Perlu diperhatikan bahwa vaksin campak yang telah diencerkan
cepat mengalami perubahan pada suhu kamar. Jarum ukuran 21 yang steril
dianjurkan untuk mengencerkan dan jarum ukuran 23 dengan panjang 25
mm digunakan untuk menyuntikkan vaksin.
c. Pembersihan Kulit
Tempat suntikan harus dibersihkan sebelum imunisasi dilakukan
namun apabila kulit telah bersih, antiseptik kulit tidak diperlukan.
d. Pemberian Suntikan
Sebagian besar vaksin diberikan melalui suntikan intramuskular atau
subkutan dalam. Terdapat perkecualian pada dua jenis vaksin yaitu polio
diberikan per-oral dan BCG diberikan dengan suntikan intradermal.
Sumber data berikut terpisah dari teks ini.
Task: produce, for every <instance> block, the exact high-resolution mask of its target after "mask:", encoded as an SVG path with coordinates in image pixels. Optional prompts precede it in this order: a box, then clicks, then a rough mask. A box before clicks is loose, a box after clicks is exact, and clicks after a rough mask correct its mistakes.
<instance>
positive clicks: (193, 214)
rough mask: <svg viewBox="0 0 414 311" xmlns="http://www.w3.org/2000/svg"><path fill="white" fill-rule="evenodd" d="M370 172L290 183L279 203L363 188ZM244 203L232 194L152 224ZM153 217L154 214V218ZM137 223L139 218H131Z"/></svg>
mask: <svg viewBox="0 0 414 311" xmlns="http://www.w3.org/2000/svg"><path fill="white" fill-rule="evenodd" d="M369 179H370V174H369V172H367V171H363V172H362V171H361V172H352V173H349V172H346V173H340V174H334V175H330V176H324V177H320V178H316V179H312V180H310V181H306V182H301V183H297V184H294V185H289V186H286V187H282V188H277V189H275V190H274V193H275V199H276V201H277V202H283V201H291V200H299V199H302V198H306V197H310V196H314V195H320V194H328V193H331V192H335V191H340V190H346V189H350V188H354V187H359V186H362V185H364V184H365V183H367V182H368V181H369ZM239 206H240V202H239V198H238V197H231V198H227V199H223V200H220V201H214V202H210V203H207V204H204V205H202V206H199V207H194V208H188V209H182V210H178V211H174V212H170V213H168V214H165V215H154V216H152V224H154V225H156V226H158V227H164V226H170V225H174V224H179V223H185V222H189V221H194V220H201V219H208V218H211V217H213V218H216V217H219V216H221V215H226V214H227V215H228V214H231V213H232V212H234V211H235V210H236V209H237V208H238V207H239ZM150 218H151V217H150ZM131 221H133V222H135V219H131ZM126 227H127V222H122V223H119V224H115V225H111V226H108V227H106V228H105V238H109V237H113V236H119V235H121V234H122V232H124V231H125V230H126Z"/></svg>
e. Teknik dan Ukuran Jarum
Para petugas yang melaksanakan vaksinasi harus memahami teknik
dasar dan petunjuk keamanan pemberian vaksin, untuk mengurangi risiko
penyebaran infeksi dan trauma akibat suntikan yang salah. Pada tiap
suntikan harus digunakan tabung suntikan dan jarum baru, sekali pakai
dan steril. Sebaiknya tidak digunakan botol vaksin yang multidosis,
karena risiko infeksi. Apabila memakai botol multidosis (karena tidak ada
laternatif vaksin dalam sediaan lain) maka jarum suntik yang telah
digunakan menyuntikkan tidak boleh dipakai lagi mengambil vaksin.
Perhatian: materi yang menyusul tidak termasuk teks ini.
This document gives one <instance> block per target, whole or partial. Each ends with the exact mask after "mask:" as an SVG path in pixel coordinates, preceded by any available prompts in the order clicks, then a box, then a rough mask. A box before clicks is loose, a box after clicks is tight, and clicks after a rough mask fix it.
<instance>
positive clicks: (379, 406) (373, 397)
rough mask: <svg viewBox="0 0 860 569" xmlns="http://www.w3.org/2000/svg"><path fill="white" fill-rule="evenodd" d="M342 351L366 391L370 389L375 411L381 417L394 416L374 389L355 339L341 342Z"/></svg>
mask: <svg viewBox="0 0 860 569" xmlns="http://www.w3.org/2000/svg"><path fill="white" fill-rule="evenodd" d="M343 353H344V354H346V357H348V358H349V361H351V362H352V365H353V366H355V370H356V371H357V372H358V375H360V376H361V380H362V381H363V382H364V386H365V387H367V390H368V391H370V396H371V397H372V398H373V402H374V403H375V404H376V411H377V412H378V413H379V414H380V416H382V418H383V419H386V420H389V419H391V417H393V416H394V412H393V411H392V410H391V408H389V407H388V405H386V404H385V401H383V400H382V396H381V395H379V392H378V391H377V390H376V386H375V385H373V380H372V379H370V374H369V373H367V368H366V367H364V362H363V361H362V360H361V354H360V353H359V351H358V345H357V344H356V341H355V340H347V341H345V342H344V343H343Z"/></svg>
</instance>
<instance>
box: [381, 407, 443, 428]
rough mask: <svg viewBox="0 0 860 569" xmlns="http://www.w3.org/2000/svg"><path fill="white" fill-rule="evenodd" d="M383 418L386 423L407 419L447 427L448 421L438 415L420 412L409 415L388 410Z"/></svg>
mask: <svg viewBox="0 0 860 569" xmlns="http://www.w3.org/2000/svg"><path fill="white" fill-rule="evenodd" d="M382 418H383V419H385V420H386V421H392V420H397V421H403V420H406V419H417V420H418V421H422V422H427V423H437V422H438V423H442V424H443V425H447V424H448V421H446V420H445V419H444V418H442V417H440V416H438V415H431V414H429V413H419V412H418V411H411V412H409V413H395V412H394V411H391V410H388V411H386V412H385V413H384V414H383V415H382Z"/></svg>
Tabung suntik dan jarum harus dibuang dalam tempat tertutup yang
diberi tanda (label) tidak mudah robek dan bocor, untuk menghindari luka
tusukan atau pemakaian ulang. Tempat pembuangan jarum suntik bekas
harus dijauhkan dari jangkauan anak-anak.
Sebagian besar vaksin harus disuntikkan ke dalam otot. Penggunaan
jarum yang pendek meningkatkan risiko terjadi suntikan subkutan yang
kurang dalam.
Standar jarum suntik ialah ukuran 23 dengan panjang 25 mm, tetapi
ada perkecualian lain dalam beberapa hal seperti berikut :
1) Pada bayi-bayi kurang bulan, umur dua bulan atau yang lebih muda dan
bayi-bayi kecil lainnya, dapat pula dipakai jarum ukuran 26 dengan
panjang 16 mm.
2) Untuk suntikan subkutan pada lengan atas, dapakai jarum ukuran 25
dengan panjang 16 mm, untuk bayi-bayi kecil dipakai jarum ukuran 27
dengan panjang 12 mm.
3) Untuk suntikan intradermal pada vaksin BCG dipakai jarum ukuran 25-
27 dengan panjang 10 mm.
f. Arah Sudut Jarum pada Suntikan Intramuskular
Jarum suntik harus disuntikkan dengan sudut 45o sampai 60o ke
dalam otot vastus lateralis atau otot deltoid (lengan atas). Untuk otot
vastus lateralis, jarum harus diarahkan ke arah lutut dan untuk deltoid
jarum harus diarahkan ke pundak. Kerusakan saraf dan pembuluh vaskular
dapat terjadi apabila suntikan diarahkan pada sudut 90º. pada suntikan
dengan sudut jarum 45 º sampai 60 º akan mengalami hambatan ringan
pada waktu jarum masuk ke dalam otot.
g. Tempat Suntikan yang Dianjurkan
Paha anterolateral adalah bagian tubuh yang dianjurkan untuk
vaksinasi pada bayi-bayi dan anak-anak umur dibawah 12 bulan. Regio
deltoid adalah alternatif untuk vaksinasi pada anak-anak yang lebih besar
(mereka yang telah dapat berjalan) dan orang dewasa.
Daerah anterolateral paha adalah bagian yang dianjurkan untuk
vaksinasi bayi-bayi dan tidak pada pantat (daerah gluteus) untuk
menghindari risiko kerusakan saraf ischiadica (nervus ischiadicus). Risiko
kerusakan saraf ischiadica akibat suntikan didaerah gluteus lebih banyak
dijumpai pada bayi karena variasi posisi saraf tersebut, masa otot lebih
tebal, sehingga pada vaksinasi dengan suntikan intramuskular di daerah
gluteal dengan tidak sengaja menghasilkan suntikan subkutan dengan
reaksi lokal yang lebih berat.
Sedangkan untuk vaksinasi BCG, harus disuntik pada kulit di atas
insersi otot deltoid (lengan atas), sebab suntikan-suntikan diatas puncak
pundak memberi risiko terjadinya keloid.